É preciso ressaltar que Deus cria todas as pessoas iguais e não as diferencia com base na cor, na língua, na aparência e no gênero. Os portugueses e os índios são iguais, mesmo que na época tenha se alimentado a pergunta sobre se os índios teriam alma. Deus tem diante de si cada ser humano, e não se conforma nem aceita a morte vil e desnecessária de ninguém. Nem do índio nem do negro. E como resposta a cada uma dessas mortes Deus pergunta: “Onde está o teu irmão?” A forma como se trata o outro importa a Deus.
É possível recomeçar
Mas a fé cristã não é fatalista, onde se aceita a história com resignação e a situação atual com fatalismo. Ela nos desafia a olhar a história com os olhos da possibilidade. O presente, pois, pode ser reconstruído com esperança. Ela nos ensina a não fugir da realidade, mas também a não dar a ela a última palavra.

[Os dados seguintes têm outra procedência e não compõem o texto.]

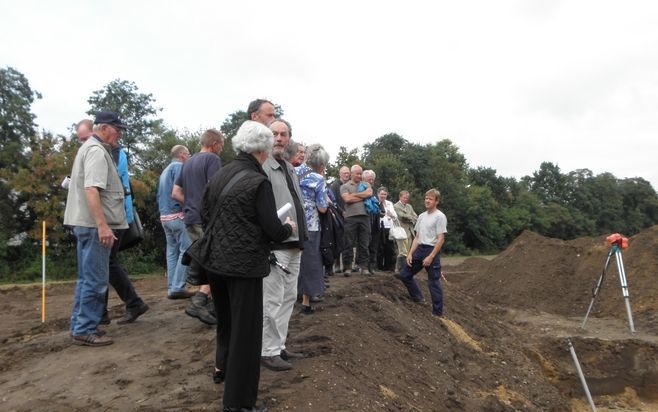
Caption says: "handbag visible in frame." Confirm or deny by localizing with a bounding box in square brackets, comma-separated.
[388, 219, 407, 240]
[119, 209, 144, 250]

São abundantes os exemplos bíblicos onde se deixa ver que recomeçar é possível. Por vezes a retribuição é possível e necessária, como no caso de Zaqueu, que diz:
“Senhor, resolvo dar aos pobres a metade dos meus bens; e, se nalguma coisa tenho defraudado alguém, restituo quatro vezes mais” (Lc 19.8).
Noutras vezes se evidencia quando o próprio inimigo pode se tornar um irmão de caminhada e divulgador maior da causa do próprio evangelho. No caso de Paulo, o relutante Ananias ouve as seguintes palavras do Senhor:
“Vai, porque este é para mim um instrumento escolhido para levar o meu nome perante os gentios e reis, bem como perante os filhos de Israel” (At. 9.15).
A fé nos leva a reconhecer a nossa própria limitação, a levar em conta o outro e a viver a possibilidade do recomeço.
Quando procuramos aplicar esses critérios para a nossa vivência pessoal e coletiva, tanto no passado como no presente percebemos o quanto carecemos da confissão e da possibilidade do recomeço. Só assim é possível caminhar para o futuro.
É claro que nós queremos registrar o aniversário dos 500 anos do Brasil, na sua versão da colonização portuguesa. Afinal, não é todo ano que se completam 500 anos. Mas não queremos fazê-lo na perspectiva do encobrimento da realidade histórica. Precisamos fazê-lo conscientes do pecado que se cometeu no processo da colonização e carentes da graça de Deus, rumo à construção da sociedade para nós e nossos filhos.
De fato, o que precisamos é da graça de Deus. Que ela se expresse sobre nós como sobre Nínive. Todos conhecemos essa história dramática da vocação de Jonas para a evangelização de Nínive. E, surpresos, vemos Nínive se convertendo e Deus se alegrando com essa conversão. As palavras pronunciadas por Deus no livro de Jonas se transformam, pois, na nossa esperança.
Ao comemorarmos 500 anos, oramos que Deus pronuncie sobre nós as palavras que pronuncia no livro de Jonas:
“E não hei de eu ter compaixão da grande cidade de Nínive em que há mais de cento e vinte mil pessoas, que não sabem discernir entre a mão direita e a mão esquerda, e também muitos animais?” (Jonas 4.11)
CONVERTAMO-NOS, POIS!
Publicado originalmente na Revista Ultimato.